Con un gesto falto de gracia, Hawking se sentó a la mesa y encendió un viejo farol de mano. La estancia estaba abarrotada de objetos, como un cerebro demasiado pequeño atiborrado de pensamientos. Había libros, mapas, instrumentos, cosas grotescas e irreconocibles en frascos llenos de líquido e incluso un cuenco con algo muy similar a fragmentos de hueso; y periódicos, un sinfín de periódicos desparramados por el suelo, algunos desgarrados.
Sobre la mesa, junto a la lámpara de queroseno, descansaba una máquina de escribir rodeada de bolas de papel arrugado y una bandeja de hospital con los restos del desayuno de Hawking, que daban la impresión de ser tan poco apetitosos como los huesos.
El detective señaló la silla del otro lado de la mesa. Carver obedeció despacio, intentando no respirar hondo en las proximidades de la bandeja.
—¿Qué opinas? —preguntó Hawking.
Le había exigido sinceridad, así que Carver contestó:
—Me gusta más la sede de la Nueva Pinkerton.

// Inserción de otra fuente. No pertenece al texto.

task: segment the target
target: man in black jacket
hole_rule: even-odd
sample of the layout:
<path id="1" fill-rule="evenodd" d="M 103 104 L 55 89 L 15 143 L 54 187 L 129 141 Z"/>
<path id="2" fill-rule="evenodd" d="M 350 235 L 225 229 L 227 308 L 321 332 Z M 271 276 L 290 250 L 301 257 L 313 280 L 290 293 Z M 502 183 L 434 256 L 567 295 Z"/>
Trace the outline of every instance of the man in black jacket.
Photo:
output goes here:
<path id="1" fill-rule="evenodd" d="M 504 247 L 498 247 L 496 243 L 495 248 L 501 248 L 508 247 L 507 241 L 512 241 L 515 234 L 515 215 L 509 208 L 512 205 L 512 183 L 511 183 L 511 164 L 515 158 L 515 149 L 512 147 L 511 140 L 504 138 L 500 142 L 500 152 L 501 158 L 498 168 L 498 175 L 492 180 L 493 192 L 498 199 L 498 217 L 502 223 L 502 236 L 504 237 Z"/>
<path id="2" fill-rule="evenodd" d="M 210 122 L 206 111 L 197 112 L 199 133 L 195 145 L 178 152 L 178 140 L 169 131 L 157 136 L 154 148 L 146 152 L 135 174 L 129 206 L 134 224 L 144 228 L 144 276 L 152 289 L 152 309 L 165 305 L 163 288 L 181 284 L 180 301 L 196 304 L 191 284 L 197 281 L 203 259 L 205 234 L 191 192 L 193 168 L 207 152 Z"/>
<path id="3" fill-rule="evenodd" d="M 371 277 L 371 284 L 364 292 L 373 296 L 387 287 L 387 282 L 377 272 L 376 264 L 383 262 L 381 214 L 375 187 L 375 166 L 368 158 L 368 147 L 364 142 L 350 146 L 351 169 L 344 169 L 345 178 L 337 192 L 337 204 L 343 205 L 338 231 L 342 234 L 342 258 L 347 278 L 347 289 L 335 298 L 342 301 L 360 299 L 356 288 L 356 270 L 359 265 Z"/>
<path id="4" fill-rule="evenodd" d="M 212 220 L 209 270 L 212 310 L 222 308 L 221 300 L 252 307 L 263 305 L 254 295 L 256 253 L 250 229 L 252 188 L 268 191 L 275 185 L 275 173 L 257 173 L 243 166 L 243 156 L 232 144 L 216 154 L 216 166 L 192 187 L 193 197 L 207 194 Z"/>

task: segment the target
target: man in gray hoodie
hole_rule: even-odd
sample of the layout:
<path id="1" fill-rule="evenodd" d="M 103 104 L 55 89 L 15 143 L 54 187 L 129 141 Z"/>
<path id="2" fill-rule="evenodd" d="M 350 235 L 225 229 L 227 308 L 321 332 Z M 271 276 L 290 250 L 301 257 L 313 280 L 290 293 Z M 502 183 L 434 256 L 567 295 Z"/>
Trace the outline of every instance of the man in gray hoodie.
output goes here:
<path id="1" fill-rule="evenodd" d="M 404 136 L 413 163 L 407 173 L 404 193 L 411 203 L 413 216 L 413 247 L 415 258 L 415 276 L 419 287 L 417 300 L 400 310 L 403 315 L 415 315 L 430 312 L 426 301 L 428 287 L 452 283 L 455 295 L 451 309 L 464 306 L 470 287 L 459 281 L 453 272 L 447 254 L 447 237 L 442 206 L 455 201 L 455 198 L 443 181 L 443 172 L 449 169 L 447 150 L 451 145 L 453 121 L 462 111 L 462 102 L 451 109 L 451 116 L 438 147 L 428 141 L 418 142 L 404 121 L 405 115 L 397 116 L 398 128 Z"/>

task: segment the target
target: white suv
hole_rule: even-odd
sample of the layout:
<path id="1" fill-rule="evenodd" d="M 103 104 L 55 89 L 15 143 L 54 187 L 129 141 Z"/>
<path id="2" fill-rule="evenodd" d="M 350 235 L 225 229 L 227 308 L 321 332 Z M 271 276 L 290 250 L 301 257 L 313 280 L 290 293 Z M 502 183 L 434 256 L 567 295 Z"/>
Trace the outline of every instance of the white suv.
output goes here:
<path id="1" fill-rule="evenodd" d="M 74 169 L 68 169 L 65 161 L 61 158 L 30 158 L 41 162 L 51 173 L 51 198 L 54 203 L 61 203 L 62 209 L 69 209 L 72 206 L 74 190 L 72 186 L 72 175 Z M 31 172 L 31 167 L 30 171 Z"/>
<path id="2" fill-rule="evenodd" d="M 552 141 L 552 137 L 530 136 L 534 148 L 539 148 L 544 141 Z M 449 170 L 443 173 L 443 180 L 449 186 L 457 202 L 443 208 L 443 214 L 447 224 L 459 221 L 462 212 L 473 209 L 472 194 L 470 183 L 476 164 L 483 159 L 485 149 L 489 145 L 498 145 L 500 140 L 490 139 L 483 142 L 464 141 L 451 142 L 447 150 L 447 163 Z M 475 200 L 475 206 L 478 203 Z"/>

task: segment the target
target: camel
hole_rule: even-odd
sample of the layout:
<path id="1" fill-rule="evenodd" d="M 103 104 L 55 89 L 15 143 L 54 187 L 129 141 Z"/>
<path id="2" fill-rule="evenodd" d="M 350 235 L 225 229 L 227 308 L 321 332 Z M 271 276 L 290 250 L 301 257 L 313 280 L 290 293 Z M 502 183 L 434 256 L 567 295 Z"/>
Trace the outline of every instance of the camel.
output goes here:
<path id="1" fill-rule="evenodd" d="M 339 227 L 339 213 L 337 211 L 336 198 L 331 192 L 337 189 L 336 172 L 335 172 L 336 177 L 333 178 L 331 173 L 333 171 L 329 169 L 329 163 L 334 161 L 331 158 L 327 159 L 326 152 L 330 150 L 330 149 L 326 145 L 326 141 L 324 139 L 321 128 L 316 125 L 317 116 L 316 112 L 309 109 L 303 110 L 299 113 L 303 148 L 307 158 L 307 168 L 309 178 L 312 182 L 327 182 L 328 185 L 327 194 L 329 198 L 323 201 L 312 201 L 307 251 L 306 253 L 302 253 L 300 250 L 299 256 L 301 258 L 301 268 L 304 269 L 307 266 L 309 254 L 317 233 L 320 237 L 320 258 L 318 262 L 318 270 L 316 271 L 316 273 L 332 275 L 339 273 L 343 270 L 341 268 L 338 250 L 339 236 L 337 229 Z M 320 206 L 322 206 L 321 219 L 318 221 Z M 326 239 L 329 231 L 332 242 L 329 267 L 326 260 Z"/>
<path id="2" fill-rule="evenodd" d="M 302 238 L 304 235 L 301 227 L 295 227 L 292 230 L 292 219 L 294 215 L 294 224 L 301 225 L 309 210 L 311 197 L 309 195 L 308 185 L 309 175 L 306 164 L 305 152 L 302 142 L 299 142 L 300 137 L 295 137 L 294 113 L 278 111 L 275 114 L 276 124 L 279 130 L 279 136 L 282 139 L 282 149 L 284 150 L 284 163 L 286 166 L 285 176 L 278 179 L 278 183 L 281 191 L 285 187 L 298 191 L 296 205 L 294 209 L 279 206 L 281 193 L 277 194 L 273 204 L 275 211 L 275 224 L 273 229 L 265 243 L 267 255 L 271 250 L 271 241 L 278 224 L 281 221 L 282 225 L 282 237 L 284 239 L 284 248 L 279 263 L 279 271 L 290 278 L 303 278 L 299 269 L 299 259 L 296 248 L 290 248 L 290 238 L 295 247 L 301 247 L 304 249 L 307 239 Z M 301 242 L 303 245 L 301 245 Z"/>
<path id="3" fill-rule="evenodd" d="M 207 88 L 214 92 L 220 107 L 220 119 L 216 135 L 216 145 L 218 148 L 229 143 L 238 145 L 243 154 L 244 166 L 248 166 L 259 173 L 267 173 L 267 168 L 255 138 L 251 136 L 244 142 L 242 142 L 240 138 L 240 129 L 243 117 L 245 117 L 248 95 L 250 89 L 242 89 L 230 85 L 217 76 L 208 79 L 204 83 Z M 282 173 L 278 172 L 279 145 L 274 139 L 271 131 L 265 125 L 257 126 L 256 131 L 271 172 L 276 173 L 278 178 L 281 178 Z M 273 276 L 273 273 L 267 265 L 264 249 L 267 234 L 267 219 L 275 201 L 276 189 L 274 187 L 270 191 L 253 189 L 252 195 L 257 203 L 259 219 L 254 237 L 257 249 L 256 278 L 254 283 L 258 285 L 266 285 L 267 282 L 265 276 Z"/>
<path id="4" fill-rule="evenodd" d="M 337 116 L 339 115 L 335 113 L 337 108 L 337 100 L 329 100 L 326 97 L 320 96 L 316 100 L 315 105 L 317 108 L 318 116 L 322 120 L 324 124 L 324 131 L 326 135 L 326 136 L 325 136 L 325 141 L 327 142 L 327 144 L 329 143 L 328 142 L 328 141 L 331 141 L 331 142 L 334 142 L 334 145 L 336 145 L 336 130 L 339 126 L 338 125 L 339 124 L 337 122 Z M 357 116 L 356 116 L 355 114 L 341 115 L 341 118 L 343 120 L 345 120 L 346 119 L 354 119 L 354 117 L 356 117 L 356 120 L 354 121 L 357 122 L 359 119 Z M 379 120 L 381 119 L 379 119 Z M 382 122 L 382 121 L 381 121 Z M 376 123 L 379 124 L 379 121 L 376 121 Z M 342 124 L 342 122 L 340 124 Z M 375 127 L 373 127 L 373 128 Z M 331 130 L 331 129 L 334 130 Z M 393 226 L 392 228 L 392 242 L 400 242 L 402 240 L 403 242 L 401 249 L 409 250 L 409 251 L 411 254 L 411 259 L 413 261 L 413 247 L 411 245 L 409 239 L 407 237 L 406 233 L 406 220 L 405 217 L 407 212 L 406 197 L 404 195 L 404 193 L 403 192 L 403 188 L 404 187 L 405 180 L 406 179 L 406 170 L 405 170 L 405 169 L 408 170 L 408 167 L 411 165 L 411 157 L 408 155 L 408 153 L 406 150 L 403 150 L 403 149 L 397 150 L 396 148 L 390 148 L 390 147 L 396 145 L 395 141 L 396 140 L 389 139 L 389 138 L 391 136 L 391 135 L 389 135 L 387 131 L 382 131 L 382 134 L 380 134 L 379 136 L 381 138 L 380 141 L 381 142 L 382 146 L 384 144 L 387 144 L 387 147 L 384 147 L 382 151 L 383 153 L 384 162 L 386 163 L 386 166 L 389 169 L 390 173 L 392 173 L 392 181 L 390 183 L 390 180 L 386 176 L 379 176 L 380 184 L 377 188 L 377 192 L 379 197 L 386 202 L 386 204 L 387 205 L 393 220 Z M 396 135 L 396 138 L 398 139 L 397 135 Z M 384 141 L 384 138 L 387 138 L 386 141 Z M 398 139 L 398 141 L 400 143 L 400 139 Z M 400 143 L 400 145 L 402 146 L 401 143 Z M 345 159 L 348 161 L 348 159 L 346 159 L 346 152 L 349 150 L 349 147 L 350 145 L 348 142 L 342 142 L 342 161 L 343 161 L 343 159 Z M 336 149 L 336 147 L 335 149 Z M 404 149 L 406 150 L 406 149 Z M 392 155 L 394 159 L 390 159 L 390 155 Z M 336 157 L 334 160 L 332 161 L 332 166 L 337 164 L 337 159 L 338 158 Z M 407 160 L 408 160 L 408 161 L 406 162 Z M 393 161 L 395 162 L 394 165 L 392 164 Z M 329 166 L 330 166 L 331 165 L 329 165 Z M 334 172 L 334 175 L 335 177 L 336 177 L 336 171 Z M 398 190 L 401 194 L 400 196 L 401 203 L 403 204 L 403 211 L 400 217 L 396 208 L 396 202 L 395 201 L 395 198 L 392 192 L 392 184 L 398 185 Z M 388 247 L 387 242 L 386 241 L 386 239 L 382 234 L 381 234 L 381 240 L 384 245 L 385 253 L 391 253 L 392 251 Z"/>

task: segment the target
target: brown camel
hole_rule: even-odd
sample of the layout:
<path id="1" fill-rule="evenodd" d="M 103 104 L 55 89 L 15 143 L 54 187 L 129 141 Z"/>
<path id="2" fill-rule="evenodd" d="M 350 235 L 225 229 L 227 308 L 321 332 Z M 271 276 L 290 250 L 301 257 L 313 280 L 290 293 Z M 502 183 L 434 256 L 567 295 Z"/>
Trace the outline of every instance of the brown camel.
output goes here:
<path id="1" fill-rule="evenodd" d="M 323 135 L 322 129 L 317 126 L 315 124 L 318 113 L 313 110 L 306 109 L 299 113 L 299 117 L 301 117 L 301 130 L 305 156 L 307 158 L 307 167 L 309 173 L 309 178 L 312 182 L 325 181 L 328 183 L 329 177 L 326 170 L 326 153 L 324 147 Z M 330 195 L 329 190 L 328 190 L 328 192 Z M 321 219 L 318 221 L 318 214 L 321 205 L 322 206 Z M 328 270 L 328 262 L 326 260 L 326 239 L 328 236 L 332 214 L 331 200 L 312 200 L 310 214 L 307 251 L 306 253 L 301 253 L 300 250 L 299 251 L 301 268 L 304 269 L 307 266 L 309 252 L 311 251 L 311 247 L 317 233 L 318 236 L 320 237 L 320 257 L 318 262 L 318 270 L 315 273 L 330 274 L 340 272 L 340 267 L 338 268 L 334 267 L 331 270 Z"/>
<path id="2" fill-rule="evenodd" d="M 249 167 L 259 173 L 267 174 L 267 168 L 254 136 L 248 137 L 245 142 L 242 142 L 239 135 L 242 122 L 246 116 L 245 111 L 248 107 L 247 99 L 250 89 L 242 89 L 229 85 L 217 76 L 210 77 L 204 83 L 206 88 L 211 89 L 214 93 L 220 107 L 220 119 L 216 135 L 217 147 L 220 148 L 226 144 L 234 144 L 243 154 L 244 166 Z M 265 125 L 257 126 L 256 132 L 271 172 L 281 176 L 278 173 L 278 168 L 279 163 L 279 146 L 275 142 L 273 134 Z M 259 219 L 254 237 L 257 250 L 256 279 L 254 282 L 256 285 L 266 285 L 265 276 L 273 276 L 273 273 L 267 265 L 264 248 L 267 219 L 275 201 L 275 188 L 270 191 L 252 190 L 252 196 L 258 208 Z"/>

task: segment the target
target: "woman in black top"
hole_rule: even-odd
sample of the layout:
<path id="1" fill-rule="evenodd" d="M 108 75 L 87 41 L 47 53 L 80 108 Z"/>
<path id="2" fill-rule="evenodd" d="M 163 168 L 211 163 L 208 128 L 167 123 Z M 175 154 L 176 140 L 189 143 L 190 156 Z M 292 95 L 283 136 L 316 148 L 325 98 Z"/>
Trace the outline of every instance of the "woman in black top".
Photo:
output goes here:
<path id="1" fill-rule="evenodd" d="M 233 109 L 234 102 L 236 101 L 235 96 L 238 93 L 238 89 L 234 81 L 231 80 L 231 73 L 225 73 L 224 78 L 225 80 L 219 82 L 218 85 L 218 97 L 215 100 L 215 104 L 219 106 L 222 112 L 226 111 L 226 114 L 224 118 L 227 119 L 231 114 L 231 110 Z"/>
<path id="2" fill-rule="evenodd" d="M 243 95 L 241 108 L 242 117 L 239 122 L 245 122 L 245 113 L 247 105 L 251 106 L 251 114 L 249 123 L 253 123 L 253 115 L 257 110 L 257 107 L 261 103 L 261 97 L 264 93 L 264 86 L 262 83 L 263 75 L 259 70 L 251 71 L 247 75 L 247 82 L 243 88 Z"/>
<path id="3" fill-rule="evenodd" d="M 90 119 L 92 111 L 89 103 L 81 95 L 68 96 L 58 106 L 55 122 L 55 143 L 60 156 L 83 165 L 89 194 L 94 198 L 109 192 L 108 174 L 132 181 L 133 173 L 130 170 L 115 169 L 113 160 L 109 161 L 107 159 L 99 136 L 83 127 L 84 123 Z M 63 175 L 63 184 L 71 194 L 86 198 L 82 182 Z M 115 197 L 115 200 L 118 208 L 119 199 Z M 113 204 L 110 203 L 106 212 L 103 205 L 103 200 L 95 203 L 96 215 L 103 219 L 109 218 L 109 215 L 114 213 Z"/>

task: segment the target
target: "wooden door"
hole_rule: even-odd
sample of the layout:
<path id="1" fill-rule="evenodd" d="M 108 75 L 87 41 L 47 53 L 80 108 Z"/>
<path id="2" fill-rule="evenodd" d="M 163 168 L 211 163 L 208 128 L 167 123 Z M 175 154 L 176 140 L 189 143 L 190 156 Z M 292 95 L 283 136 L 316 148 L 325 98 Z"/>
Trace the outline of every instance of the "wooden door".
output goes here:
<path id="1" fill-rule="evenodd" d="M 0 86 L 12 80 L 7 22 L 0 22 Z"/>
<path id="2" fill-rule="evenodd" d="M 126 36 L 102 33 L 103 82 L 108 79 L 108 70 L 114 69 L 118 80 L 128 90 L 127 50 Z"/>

Hawking profirió un gruñido y barrió la mesa con el bastón. La bandeja, con plato, cubiertos y vaso incluidos, salió volando y se estampó contra el suelo. Carver se quedó atónito, aterrado. Por debajo, los gemidos aumentaron en cantidad y volumen.
El farol de mano dejaba en sombras medio rostro de Hawking.
—Escúchame con mucha atención: ¡todos esos artilugios deslumbrantes no son más que zarandajas para necios! La sede central está debajo de una cloaca porque se lo merece. Este es el único sitio honrado de toda la ciudad, el único donde los pedazos de la mente, esos que nos hacen ser como somos, no enmudecen ni por miedo ni por el qué dirán. Por eso estoy aquí, teóricamente como asesor de los delincuentes locos, pero en la práctica como director. Aquí es donde podemos aprender cuál es el origen de la delincuencia, cuál es el origen del hombre. Piénsalo… y recoge lo del suelo.
Hawking se levantó, caminó pisando fuerte hasta lo que parecía una cama y se derrumbó en ella.
—Echa al suelo los cojines de las sillas. Mañana te buscaremos algo más apropiado.
Carver recogió lo mejor que pudo los pedazos de cristal y los dejó en la bandeja, esperando que la luz de la mañana revelara alguna papelera. Después, sin decir ni pío, agarró un cojín, despejó un trozo de suelo y se tumbó.
Acabó por dormirse entre llantos doloridos, risas histéricas y algún que otro grito provenientes del piso inferior, mientras pensaba en el verdadero significado de que los sueños se hicieran realidad.